Dyspozycja dnia zadecyduje? Hit PlusLigi oczami WP SportoweFakty
Atakujący: Mariusz Wlazły vs. Grzegorz Bociek
Mistrz świata i najlepszy sportowiec globu 2014 roku poniżej solidnego poziomu schodzi niezwykle rzadko. Na jego korzyść przemawia niewątpliwie spokojna, niezaburzona grą w reprezentacji, letnia przerwa między rozgrywkami i trzeci kolejny sezon współpracy z Uriarte. W obecnym sezonie Wlazły w tylko jednym meczu ligowym zanotował skuteczność poniżej 40 procent, z kolei w aż czterech z siedmiu potyczek skończył ponad połowę ataków. Od początku rozgrywek jego forma jest stabilna i trudno zakładać, żeby w sobotę było inaczej.

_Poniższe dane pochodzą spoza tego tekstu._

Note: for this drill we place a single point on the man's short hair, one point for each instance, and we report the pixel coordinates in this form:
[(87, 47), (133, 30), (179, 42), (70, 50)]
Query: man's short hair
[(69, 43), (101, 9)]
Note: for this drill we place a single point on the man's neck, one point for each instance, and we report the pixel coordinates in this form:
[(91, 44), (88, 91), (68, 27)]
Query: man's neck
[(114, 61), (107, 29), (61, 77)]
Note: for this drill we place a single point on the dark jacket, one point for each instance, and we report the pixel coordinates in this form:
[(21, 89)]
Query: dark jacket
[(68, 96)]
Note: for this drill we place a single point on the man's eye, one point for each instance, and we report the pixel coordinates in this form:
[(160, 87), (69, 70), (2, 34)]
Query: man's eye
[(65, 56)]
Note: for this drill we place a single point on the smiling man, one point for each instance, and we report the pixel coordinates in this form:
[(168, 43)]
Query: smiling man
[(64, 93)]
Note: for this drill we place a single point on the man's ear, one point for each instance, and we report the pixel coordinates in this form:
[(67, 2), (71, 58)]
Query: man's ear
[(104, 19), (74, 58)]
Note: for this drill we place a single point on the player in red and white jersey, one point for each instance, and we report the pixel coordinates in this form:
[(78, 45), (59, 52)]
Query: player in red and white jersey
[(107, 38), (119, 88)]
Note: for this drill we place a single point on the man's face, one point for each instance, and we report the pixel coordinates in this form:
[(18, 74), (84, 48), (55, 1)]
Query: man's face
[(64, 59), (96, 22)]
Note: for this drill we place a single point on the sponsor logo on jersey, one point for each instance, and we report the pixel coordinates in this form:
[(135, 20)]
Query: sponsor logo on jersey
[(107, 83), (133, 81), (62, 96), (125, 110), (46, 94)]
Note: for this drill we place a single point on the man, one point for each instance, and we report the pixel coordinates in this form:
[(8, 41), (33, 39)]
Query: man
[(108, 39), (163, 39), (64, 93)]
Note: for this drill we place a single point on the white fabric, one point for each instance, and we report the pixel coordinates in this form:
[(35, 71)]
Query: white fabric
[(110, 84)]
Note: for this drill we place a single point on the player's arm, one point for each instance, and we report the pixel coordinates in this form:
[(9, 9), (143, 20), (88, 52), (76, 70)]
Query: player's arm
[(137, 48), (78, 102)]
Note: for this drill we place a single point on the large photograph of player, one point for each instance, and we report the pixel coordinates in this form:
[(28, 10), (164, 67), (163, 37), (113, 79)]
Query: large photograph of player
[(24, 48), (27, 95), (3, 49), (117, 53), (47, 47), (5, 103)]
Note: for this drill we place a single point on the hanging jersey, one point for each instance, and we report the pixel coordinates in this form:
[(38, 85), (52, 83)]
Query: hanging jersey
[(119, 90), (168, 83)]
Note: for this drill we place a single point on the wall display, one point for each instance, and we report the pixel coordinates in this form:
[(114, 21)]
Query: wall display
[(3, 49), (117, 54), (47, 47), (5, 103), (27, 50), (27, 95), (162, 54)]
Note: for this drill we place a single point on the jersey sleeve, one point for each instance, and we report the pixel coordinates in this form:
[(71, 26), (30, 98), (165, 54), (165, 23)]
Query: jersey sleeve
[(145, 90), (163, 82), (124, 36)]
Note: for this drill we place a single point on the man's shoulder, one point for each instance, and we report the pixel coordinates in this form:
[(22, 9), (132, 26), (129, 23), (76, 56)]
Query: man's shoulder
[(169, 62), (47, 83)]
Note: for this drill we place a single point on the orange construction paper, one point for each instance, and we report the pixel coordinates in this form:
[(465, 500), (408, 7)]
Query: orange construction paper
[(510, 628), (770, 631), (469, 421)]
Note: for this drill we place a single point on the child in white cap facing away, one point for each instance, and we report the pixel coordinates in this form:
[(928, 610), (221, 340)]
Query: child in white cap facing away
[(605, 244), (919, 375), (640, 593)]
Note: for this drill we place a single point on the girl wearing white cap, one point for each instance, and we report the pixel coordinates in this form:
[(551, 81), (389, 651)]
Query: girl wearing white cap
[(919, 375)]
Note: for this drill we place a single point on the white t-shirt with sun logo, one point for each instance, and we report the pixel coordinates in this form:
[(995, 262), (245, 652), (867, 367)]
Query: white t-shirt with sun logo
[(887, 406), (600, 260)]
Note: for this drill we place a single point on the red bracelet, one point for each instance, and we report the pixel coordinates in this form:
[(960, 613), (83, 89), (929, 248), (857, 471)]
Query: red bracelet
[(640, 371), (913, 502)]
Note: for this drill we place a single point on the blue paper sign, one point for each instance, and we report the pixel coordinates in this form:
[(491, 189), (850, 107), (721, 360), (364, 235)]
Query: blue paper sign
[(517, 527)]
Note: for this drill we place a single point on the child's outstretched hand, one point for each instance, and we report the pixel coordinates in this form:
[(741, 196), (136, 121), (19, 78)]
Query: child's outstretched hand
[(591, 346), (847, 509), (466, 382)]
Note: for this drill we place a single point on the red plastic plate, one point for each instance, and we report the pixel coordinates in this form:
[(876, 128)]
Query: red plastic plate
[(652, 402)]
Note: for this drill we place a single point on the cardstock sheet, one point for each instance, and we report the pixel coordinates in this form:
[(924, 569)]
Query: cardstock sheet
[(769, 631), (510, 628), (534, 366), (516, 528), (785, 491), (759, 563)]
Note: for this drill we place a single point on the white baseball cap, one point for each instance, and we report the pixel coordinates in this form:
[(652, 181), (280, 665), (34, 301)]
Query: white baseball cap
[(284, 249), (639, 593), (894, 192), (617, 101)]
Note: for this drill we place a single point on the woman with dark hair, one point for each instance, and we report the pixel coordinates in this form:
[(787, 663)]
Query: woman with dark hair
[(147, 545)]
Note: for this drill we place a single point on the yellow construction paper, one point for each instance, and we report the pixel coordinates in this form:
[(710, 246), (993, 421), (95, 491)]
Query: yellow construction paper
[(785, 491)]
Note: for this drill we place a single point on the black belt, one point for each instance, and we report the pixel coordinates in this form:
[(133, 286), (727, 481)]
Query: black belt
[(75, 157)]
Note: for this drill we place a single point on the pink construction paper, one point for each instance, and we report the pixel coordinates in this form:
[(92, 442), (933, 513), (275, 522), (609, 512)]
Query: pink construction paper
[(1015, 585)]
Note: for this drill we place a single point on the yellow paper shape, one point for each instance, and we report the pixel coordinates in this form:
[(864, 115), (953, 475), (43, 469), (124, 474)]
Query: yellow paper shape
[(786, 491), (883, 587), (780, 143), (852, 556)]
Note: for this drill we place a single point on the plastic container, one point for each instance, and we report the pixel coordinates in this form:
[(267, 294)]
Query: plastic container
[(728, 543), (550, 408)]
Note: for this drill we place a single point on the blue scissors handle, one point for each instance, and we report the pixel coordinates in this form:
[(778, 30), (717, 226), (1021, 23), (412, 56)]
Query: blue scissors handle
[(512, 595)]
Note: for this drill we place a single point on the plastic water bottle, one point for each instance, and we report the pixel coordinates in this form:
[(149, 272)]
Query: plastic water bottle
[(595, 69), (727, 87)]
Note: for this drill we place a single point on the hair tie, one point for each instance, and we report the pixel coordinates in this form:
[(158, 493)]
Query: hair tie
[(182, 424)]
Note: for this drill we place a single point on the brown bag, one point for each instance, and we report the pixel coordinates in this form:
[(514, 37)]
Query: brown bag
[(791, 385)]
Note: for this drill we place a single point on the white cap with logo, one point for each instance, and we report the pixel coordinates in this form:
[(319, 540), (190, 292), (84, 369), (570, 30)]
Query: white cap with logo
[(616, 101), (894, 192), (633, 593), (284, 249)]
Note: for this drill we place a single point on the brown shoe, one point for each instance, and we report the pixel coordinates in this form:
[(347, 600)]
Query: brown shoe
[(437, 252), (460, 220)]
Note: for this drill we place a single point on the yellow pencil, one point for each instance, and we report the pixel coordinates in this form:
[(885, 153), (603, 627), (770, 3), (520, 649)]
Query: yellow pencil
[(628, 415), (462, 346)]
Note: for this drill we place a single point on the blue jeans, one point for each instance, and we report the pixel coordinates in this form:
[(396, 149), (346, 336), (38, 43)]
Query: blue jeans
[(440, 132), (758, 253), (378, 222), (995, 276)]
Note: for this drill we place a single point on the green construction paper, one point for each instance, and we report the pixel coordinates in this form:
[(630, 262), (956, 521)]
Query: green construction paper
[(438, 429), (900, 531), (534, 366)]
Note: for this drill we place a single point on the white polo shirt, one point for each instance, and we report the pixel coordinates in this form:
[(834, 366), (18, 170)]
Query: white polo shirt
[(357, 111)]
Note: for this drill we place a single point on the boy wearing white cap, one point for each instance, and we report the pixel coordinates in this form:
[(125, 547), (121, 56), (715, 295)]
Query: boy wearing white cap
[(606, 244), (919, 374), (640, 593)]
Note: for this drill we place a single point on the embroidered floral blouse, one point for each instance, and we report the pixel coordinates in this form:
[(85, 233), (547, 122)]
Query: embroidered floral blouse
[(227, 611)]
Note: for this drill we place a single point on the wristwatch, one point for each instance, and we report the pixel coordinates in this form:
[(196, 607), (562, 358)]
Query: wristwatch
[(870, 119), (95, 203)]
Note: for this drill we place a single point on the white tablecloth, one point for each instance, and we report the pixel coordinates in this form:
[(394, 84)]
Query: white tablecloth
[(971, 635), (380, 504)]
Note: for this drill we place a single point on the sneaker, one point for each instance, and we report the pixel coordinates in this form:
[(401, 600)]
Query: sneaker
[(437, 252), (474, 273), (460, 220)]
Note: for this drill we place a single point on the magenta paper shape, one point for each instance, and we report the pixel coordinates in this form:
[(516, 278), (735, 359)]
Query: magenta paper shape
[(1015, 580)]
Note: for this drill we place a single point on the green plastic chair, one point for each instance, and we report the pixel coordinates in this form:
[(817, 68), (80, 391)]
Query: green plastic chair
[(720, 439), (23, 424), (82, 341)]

Największym atutem atakującego kędzierzynian jest zagrywka. Grzegorz Bociek miewa problemy w ofensywie, ale z każdym dniem u 24-latka widać coraz większy powrót do lepszej skuteczności w tym elemencie. Chwilowe niemoce być może wynikają z długiej przerwy w treningach, ale to nie sprawia, że zawodnik może drżeć o miejsce w szóstce. Na tę chwilę bełchatowianie mają na tej pozycji przewagę.